Back in the ’90s, I worked in an office plastered with motivational posters that used images like people rowing in unison to extoll the virtues of teamwork.
The management’s public face was hippy dippy, but actions didn’t mirror words. Revenge was in order.
A colleague ordered a flock of mock motivational posters from a website and, one night, several of us stayed after hours to swap the joke posters into frames around the office. The one I hung in the main boardroom depicted a man falling off a cliff with the caption, “Sometimes you lead by example—of what not to do.”
When it comes to properly taking advantage of a home equity line of credit (HELOC), a highly useful tool for the self-employed, I’m the guy falling off the cliff.
After immigrating to Canada in 2004, I enjoyed 11 years of stable employment at a large media conglomerate. I bought a house in 2006, and paid it off by the end of 2013.
I’d toyed with the idea of opening a HELOC when things started looking unstable at my workplace, but resisted because I had substantial savings—I was solvent, why incur debt? I got the answer when my company laid off 200 people in my division, myself included.
Knowing that job hunting in one’s 50s is a mug’s game, I opted to become a freelancer. And I’d heard from many freelancers that having a HELOC, open and in reserve, was a great way to cover household cash flow in the event a client was late with a payment. Many stressed they never actually tapped their lines of credit, but slept better knowing the option was in place.
So, I assembled the documents showing my house was paid off and marched down to my bank. Imagine my surprise when the first question was, “And who is your current employer?”
It got awkward fast.
I had to admit I was newly self-employed and with only a few clients. The fact that I’d been receiving regular salary payments for more than 11 years was of no benefit, my banker told me.

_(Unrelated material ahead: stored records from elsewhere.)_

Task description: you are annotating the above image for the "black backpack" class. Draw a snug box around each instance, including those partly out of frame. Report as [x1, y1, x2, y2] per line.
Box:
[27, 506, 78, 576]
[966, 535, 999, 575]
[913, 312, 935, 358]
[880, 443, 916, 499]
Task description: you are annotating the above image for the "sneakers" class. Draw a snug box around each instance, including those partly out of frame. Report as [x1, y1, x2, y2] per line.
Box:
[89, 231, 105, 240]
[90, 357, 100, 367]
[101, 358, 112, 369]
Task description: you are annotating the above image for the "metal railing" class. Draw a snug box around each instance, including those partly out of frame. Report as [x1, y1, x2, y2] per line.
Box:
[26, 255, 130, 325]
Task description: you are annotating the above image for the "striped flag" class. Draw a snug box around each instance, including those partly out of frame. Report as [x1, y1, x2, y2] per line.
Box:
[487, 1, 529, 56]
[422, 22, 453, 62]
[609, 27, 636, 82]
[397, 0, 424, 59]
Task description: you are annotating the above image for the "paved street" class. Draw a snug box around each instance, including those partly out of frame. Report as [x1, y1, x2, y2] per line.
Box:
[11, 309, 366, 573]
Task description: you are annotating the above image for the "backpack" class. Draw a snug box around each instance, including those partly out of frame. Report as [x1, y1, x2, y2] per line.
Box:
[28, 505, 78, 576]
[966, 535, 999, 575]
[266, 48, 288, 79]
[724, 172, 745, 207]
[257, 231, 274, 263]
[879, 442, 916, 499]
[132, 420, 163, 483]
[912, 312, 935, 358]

While I could, theoretically, apply immediately, the lump-sum severance payments would hit my account during the lag-time in the approval process and cause the HELOC application to be flagged.
I’d assumed, incorrectly, that owning my home outright would make acquiring a credit line a walk in the park. And that’s a problem because HELOCs are among the most flexible borrowing options available to consumers.
First and foremost, they’re easy to use. If you need credit, you can tap it quickly because lines of credit don’t require separate loan-application processes each time you need cash. Even better, you can borrow smaller amounts as needed—giving HELOCs an advantage over vehicles like second mortgages, which can spur you to borrow more than you need as a hedge against getting caught short.
Many HELOCs also permit interest-only payments each month, allowing you to free up income for immediate spending, rather than debt servicing. And, the payoff regime is flexible to allow reduction of principal owed as cash is available—generally without any penalty for prepayment.
Interest rates also are set at a certain number of basis points above prime (currently 2.7%), making a HELOC cheaper than many other borrowing options.
Chatting with an advisor who works with wealthy clients last week, he mentioned he tells every client he works with—regardless of solvency levels—to go ahead and open a HELOC. In his view, it’s cheap insurance against running out of cash that costs nothing (beyond setup charges) if it’s not used.
It’s good advice in an economic environment in which employers are being pushed hard by shareholders to reduce their numbers of full-time staff. These days, anyone can wake up to find they’re a small businessperson.
And, while that can spell opportunity, it also can be economically scary. If you have a steady income now, and are fortunate enough to own real estate, it could be worth your while to open a line of credit. You may never use it, but it’s better not to that guy falling off the cliff.